- Education: University of Maryland, College Park Indian Institute of Science, Bangalore BITS Pilani
- Known for: Face detection, Motion planning, Pattern Recognition
- Awards: IEEE Emanuel R. Piore Award (1999) IEEE Fellow (1992) ACM Fellow (1996) Presidential Young Investigator Award (1984) AAAI Fellow (1992) SPIE Technology Achievement Award (1998)
- Scientific career
- Fields: Computer science, Computer vision, Artificial Intelligence, Robotics
- Workplaces: University of Illinois, Urbana-Champaign International Institute of Information Technology, Hyderabad
- Thesis: Mosaic Models for Image Analysis and Synthesis (1979)
- Doctoral advisor: Azriel Rosenfeld
- Doctoral students: Dorothea Blostein Ming-Hsuan Yang

= Narendra Ahuja =

Indian-American computer scientist

Narendra Ahuja is an Indian-American computer scientist and the Donald Biggar Willett Professor Emeritus in Engineering at the University of Illinois at Urbana–Champaign. His research primarily concerns computer vision and pattern recognition.

==Education and career==
Ahuja earned a bachelor's degree in 1972 from the Birla Institute of Technology and Science (BITS Pilani) in India. He earned a master's degree in 1974 from the Indian Institute of Science, and completed a Ph.D. in computer science in 1979 from the University of Maryland, College Park, advised by Azriel Rosenfeld.
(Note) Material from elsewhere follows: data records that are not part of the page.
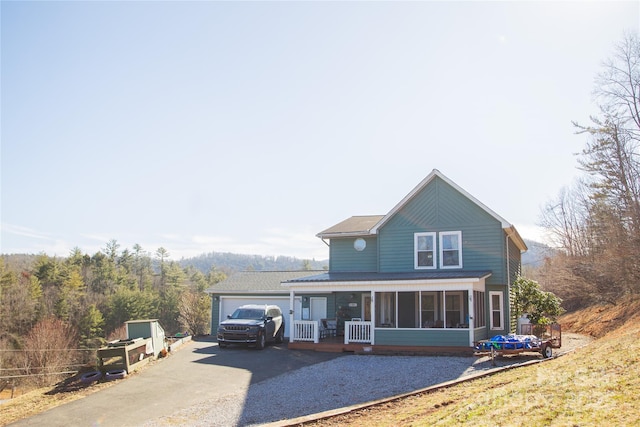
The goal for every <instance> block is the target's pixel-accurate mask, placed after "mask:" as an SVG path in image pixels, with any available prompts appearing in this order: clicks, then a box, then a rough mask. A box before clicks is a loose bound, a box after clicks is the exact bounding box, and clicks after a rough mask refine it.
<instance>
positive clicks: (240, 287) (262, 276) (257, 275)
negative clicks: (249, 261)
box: [206, 270, 320, 294]
mask: <svg viewBox="0 0 640 427" xmlns="http://www.w3.org/2000/svg"><path fill="white" fill-rule="evenodd" d="M318 273H320V271H318V270H311V271H309V270H305V271H242V272H238V273H234V274H233V275H231V276H229V277H228V278H227V279H225V280H223V281H222V282H220V283H217V284H215V285H213V286H211V287H209V288H208V289H207V291H206V292H207V293H210V294H224V293H234V294H237V293H251V294H257V293H261V294H262V293H266V294H268V293H285V294H288V293H289V289H287V288H286V287H284V286H282V285H281V283H282V282H285V281H287V280H293V279H297V278H299V277H303V276H311V275H314V274H315V275H317V274H318Z"/></svg>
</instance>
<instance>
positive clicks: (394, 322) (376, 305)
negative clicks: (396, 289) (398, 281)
mask: <svg viewBox="0 0 640 427" xmlns="http://www.w3.org/2000/svg"><path fill="white" fill-rule="evenodd" d="M395 324H396V293H395V292H377V293H376V326H377V327H379V328H394V327H395Z"/></svg>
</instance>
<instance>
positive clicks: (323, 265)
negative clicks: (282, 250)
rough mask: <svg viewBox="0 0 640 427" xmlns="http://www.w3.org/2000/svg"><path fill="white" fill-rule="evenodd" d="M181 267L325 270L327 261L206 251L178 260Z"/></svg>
mask: <svg viewBox="0 0 640 427" xmlns="http://www.w3.org/2000/svg"><path fill="white" fill-rule="evenodd" d="M180 265H182V266H183V267H186V266H192V267H194V268H196V269H198V270H200V271H202V272H207V271H209V268H210V267H211V266H212V265H216V266H219V268H220V269H221V270H222V271H225V272H233V271H297V270H301V269H302V270H327V269H328V268H329V267H328V261H327V260H324V261H316V260H315V259H312V260H308V259H305V260H300V258H296V257H290V256H262V255H244V254H234V253H230V252H208V253H205V254H202V255H198V256H196V257H193V258H187V259H182V260H180Z"/></svg>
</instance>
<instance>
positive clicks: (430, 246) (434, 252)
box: [414, 233, 436, 268]
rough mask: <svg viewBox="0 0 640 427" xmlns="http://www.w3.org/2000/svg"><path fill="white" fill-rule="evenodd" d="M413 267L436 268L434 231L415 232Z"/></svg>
mask: <svg viewBox="0 0 640 427" xmlns="http://www.w3.org/2000/svg"><path fill="white" fill-rule="evenodd" d="M414 238H415V242H414V243H415V268H436V233H416V234H415V237H414Z"/></svg>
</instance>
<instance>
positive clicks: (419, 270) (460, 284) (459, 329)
mask: <svg viewBox="0 0 640 427" xmlns="http://www.w3.org/2000/svg"><path fill="white" fill-rule="evenodd" d="M317 236H318V237H319V238H321V239H322V240H323V241H324V242H325V243H326V244H327V245H328V246H329V248H330V250H329V257H330V258H329V270H328V271H327V272H324V273H320V274H317V273H316V274H311V275H308V276H301V277H295V278H292V279H289V280H286V281H284V282H282V284H281V285H282V288H283V291H287V290H288V293H289V304H288V306H289V307H290V310H289V316H288V321H289V322H290V323H289V324H290V326H291V328H290V329H289V332H290V333H289V338H290V346H295V345H296V343H315V344H316V345H317V344H321V343H322V342H323V341H325V340H339V341H340V342H342V341H343V342H344V344H353V343H359V344H363V345H365V346H367V347H368V346H371V347H374V348H378V346H380V348H383V347H384V346H390V347H389V348H392V347H394V348H404V349H411V348H418V347H419V348H423V349H425V348H427V347H433V348H436V349H437V348H440V349H443V348H452V347H455V348H464V347H466V348H469V347H471V346H472V345H473V342H474V341H476V340H479V339H484V338H488V337H490V336H493V335H497V334H506V333H508V332H510V331H511V329H512V327H511V325H512V324H513V322H512V321H513V319H512V315H511V311H510V295H509V293H510V285H511V283H512V282H513V281H514V280H515V278H516V277H517V276H518V275H519V274H520V269H521V262H520V258H521V253H523V252H524V251H526V250H527V247H526V245H525V243H524V241H523V240H522V238H521V237H520V235H519V234H518V232H517V230H516V229H515V227H514V226H513V225H512V224H510V223H509V222H507V221H506V220H505V219H503V218H502V217H500V216H499V215H498V214H496V213H495V212H493V211H492V210H491V209H489V208H488V207H487V206H485V205H484V204H482V203H481V202H480V201H478V200H477V199H475V198H474V197H473V196H471V195H470V194H469V193H467V192H466V191H465V190H463V189H462V188H460V187H459V186H458V185H456V184H455V183H454V182H452V181H451V180H450V179H449V178H447V177H446V176H444V175H443V174H442V173H440V172H439V171H438V170H433V171H432V172H431V173H430V174H429V175H428V176H427V177H426V178H425V179H424V180H423V181H422V182H420V183H419V184H418V185H417V186H416V187H415V188H414V189H413V190H412V191H411V192H410V193H409V194H408V195H407V196H406V197H405V198H404V199H402V200H401V201H400V202H399V203H398V204H397V205H396V206H395V207H394V208H393V209H392V210H391V211H390V212H389V213H387V214H386V215H370V216H353V217H351V218H348V219H346V220H344V221H342V222H340V223H338V224H336V225H334V226H332V227H329V228H327V229H326V230H324V231H322V232H320V233H318V235H317ZM327 319H328V320H330V322H329V323H328V322H327Z"/></svg>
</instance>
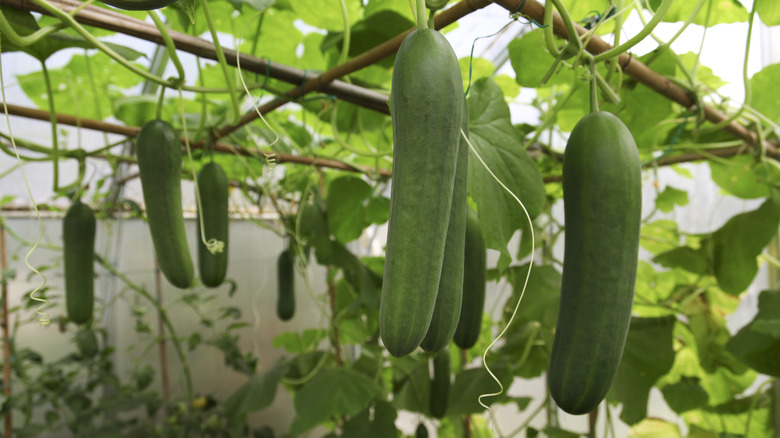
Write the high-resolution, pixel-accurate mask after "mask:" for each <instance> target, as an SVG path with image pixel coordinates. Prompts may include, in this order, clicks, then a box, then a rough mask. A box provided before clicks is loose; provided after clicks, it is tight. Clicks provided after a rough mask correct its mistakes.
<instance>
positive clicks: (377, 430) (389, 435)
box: [341, 401, 398, 438]
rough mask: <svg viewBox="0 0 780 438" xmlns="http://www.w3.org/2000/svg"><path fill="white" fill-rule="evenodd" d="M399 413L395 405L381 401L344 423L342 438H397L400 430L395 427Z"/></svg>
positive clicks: (370, 406) (376, 403) (369, 407)
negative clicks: (396, 421) (393, 406)
mask: <svg viewBox="0 0 780 438" xmlns="http://www.w3.org/2000/svg"><path fill="white" fill-rule="evenodd" d="M396 417H398V413H397V412H396V411H395V409H394V408H393V405H392V404H390V403H388V402H386V401H379V402H377V403H376V405H374V406H373V409H372V407H371V406H369V407H367V408H366V409H364V410H363V411H361V412H360V413H359V414H358V415H355V416H354V417H352V418H350V419H349V421H347V422H346V423H344V433H343V434H342V435H341V436H342V438H364V437H372V438H373V437H377V438H396V437H397V436H398V429H397V428H396V427H395V419H396Z"/></svg>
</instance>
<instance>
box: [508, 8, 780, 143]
mask: <svg viewBox="0 0 780 438" xmlns="http://www.w3.org/2000/svg"><path fill="white" fill-rule="evenodd" d="M495 2H496V3H497V4H499V5H501V6H502V7H503V8H504V9H506V10H508V11H510V12H519V13H520V14H522V15H524V16H527V17H530V18H533V19H534V20H536V21H537V22H540V23H541V22H542V21H544V8H545V6H544V5H542V4H541V3H539V2H538V1H536V0H495ZM547 5H548V6H549V7H552V6H551V4H550V2H547ZM521 6H522V7H521ZM574 28H575V30H576V31H577V34H578V35H584V34H585V33H587V32H588V30H587V29H585V28H584V27H582V26H580V25H579V24H577V23H574ZM553 32H554V33H555V34H556V35H557V36H559V37H561V38H563V39H566V40H568V39H569V34H568V32H567V31H566V26H565V25H564V23H563V19H562V18H561V16H560V15H559V14H558V12H556V11H554V12H553ZM585 49H586V50H587V51H588V52H590V53H591V54H594V55H596V54H599V53H603V52H606V51H607V50H610V49H612V46H611V45H610V44H609V43H607V42H606V41H604V40H603V39H601V38H600V37H599V36H598V35H592V36H590V39H589V40H588V43H587V45H586V46H585ZM617 63H618V65H619V66H620V68H621V69H622V70H623V72H624V73H625V74H626V75H628V76H630V77H632V78H633V79H636V80H637V81H638V82H639V83H641V84H644V85H645V86H647V87H649V88H650V89H652V90H653V91H655V92H656V93H659V94H661V95H662V96H664V97H666V98H667V99H669V100H671V101H673V102H676V103H678V104H680V105H682V106H683V107H685V108H687V109H688V110H690V111H692V112H697V110H698V109H699V108H698V106H697V105H701V111H702V112H703V113H704V117H705V118H706V119H707V120H709V121H710V122H712V123H713V124H718V123H720V122H722V121H724V120H726V119H728V116H727V115H726V114H723V113H722V112H721V111H719V110H718V109H716V108H714V107H712V106H710V105H707V104H704V103H702V102H696V101H695V100H694V99H693V97H692V96H691V95H690V94H689V93H688V92H687V91H686V90H685V89H683V88H682V87H680V86H679V85H677V84H675V83H674V82H672V81H670V80H669V79H668V78H666V77H664V76H663V75H661V74H659V73H657V72H656V71H654V70H653V69H651V68H650V67H648V66H647V65H645V64H644V63H642V62H641V61H639V60H638V59H636V58H634V57H632V56H631V55H630V54H629V53H622V54H621V55H620V56H618V58H617ZM724 129H725V130H726V131H727V132H729V133H730V134H732V135H733V136H734V137H736V138H738V139H740V140H742V141H744V142H745V143H747V144H748V145H751V146H755V145H757V143H758V137H757V135H756V133H755V132H753V131H751V130H749V129H747V128H746V127H744V126H743V125H741V124H739V123H737V122H731V123H729V124H728V125H726V126H725V127H724ZM762 147H764V148H766V149H767V151H768V152H770V153H771V154H772V155H775V156H777V148H776V147H775V146H774V145H772V144H770V143H768V142H764V144H763V145H762Z"/></svg>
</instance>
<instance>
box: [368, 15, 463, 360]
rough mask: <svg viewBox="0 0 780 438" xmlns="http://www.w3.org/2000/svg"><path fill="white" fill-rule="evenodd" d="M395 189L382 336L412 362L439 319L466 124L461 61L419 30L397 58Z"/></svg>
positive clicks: (402, 354) (394, 146) (436, 31)
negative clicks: (438, 293)
mask: <svg viewBox="0 0 780 438" xmlns="http://www.w3.org/2000/svg"><path fill="white" fill-rule="evenodd" d="M391 100H392V108H393V110H392V117H393V142H394V149H393V184H392V189H391V194H390V195H391V196H390V219H389V222H388V231H387V251H386V254H385V269H384V281H383V285H382V297H381V300H380V305H379V333H380V336H381V338H382V341H383V343H384V345H385V347H386V348H387V350H388V351H389V352H390V354H392V355H393V356H396V357H401V356H405V355H407V354H409V353H411V352H412V351H414V349H415V348H417V347H418V346H419V345H420V343H421V342H422V340H423V338H424V337H425V334H426V333H427V331H428V326H429V325H430V322H431V317H432V315H433V308H434V303H435V301H436V294H437V291H438V288H439V278H440V275H441V269H442V263H443V259H444V245H445V242H446V237H447V228H448V223H449V216H450V208H451V205H452V191H453V185H454V182H455V167H456V161H457V154H458V145H459V138H460V128H461V121H462V117H463V82H462V79H461V74H460V67H459V64H458V59H457V57H456V56H455V53H454V52H453V50H452V47H451V46H450V45H449V43H448V42H447V40H446V38H444V37H443V36H442V35H441V34H440V33H439V32H437V31H435V30H433V29H417V30H414V31H412V32H411V33H410V34H409V35H407V36H406V38H405V39H404V41H403V43H402V44H401V47H400V49H399V50H398V54H397V55H396V59H395V64H394V67H393V80H392V90H391Z"/></svg>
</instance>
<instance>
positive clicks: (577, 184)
mask: <svg viewBox="0 0 780 438" xmlns="http://www.w3.org/2000/svg"><path fill="white" fill-rule="evenodd" d="M563 205H564V220H565V224H566V230H565V237H564V259H563V279H562V285H561V303H560V312H559V314H558V323H557V327H556V330H555V339H554V341H553V348H552V355H551V358H550V368H549V371H548V374H547V381H548V384H549V387H550V393H551V395H552V397H553V399H554V400H555V402H556V403H557V404H558V406H559V407H560V408H561V409H563V410H564V411H566V412H568V413H570V414H574V415H579V414H585V413H588V412H590V411H592V410H593V409H595V408H596V407H598V405H599V403H600V402H601V400H603V399H604V396H605V395H606V394H607V391H608V390H609V388H610V386H611V385H612V380H613V379H614V377H615V373H616V371H617V368H618V365H619V364H620V358H621V356H622V354H623V347H624V345H625V341H626V335H627V334H628V325H629V322H630V319H631V305H632V302H633V296H634V284H635V281H636V272H637V260H638V254H639V228H640V221H641V207H642V191H641V163H640V160H639V153H638V151H637V147H636V143H635V142H634V139H633V137H632V136H631V133H630V132H629V131H628V129H627V128H626V126H625V125H624V124H623V122H621V121H620V119H618V118H617V117H616V116H614V115H612V114H610V113H607V112H595V113H591V114H589V115H587V116H585V117H583V118H582V120H580V121H579V122H578V123H577V125H576V126H575V127H574V130H573V131H572V133H571V136H570V137H569V140H568V143H567V145H566V151H565V154H564V159H563Z"/></svg>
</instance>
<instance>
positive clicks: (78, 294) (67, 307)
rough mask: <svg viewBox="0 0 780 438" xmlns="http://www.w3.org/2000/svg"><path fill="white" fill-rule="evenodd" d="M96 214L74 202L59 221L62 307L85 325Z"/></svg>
mask: <svg viewBox="0 0 780 438" xmlns="http://www.w3.org/2000/svg"><path fill="white" fill-rule="evenodd" d="M96 227H97V224H96V220H95V213H94V212H93V211H92V209H91V208H89V206H87V205H86V204H82V203H81V202H80V201H76V202H74V203H73V204H72V205H71V206H70V208H68V212H67V213H66V214H65V218H64V219H63V220H62V240H63V264H64V269H63V270H64V273H65V308H66V310H67V313H68V319H69V320H71V321H73V322H75V323H76V324H84V323H86V322H87V321H89V320H90V319H91V318H92V311H93V308H94V303H95V229H96Z"/></svg>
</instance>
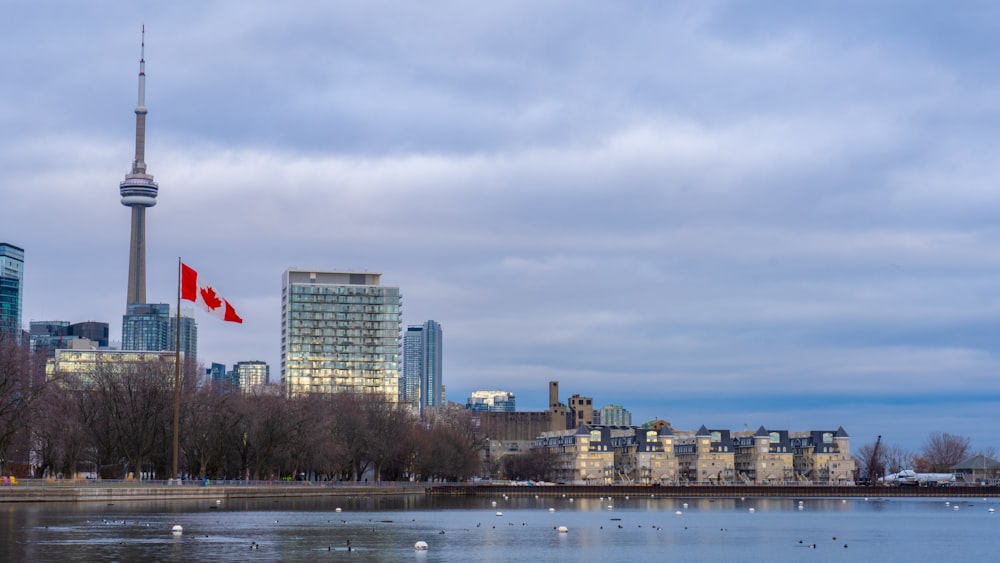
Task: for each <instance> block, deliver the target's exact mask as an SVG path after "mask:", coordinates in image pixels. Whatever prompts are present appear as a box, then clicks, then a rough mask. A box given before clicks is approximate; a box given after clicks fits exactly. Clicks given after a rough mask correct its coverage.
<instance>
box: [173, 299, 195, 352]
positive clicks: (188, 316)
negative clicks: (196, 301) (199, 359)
mask: <svg viewBox="0 0 1000 563" xmlns="http://www.w3.org/2000/svg"><path fill="white" fill-rule="evenodd" d="M178 321H180V326H181V335H180V336H181V339H180V345H181V352H182V353H183V354H184V357H185V358H190V359H191V360H192V361H197V358H198V323H196V322H195V321H194V315H193V311H185V310H184V309H181V316H180V318H179V319H178V318H177V316H176V315H174V316H171V317H170V333H169V334H168V339H169V342H168V343H167V348H166V349H167V350H175V349H177V333H176V332H175V331H176V330H177V322H178Z"/></svg>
In addition to his work at the University of Illinois, he was founding director of the International Institute of Information Technology, Hyderabad from 1999 to 2002.

==Awards and honors==
Ahuja was the 1998 recipient of the SPIE Technology Achievement Award, and the 1999 recipient of the IEEE Emanuel R. Piore Award "for contributions to computer vision and image processing".
The professional societies in which he is a fellow include the American Association for the Advancement of Science, Association for the Advancement of Artificial Intelligence, Association for Computing Machinery, Institute of Electrical and Electronics Engineers, International Association for Pattern Recognition, and International Society for Optical Engineering.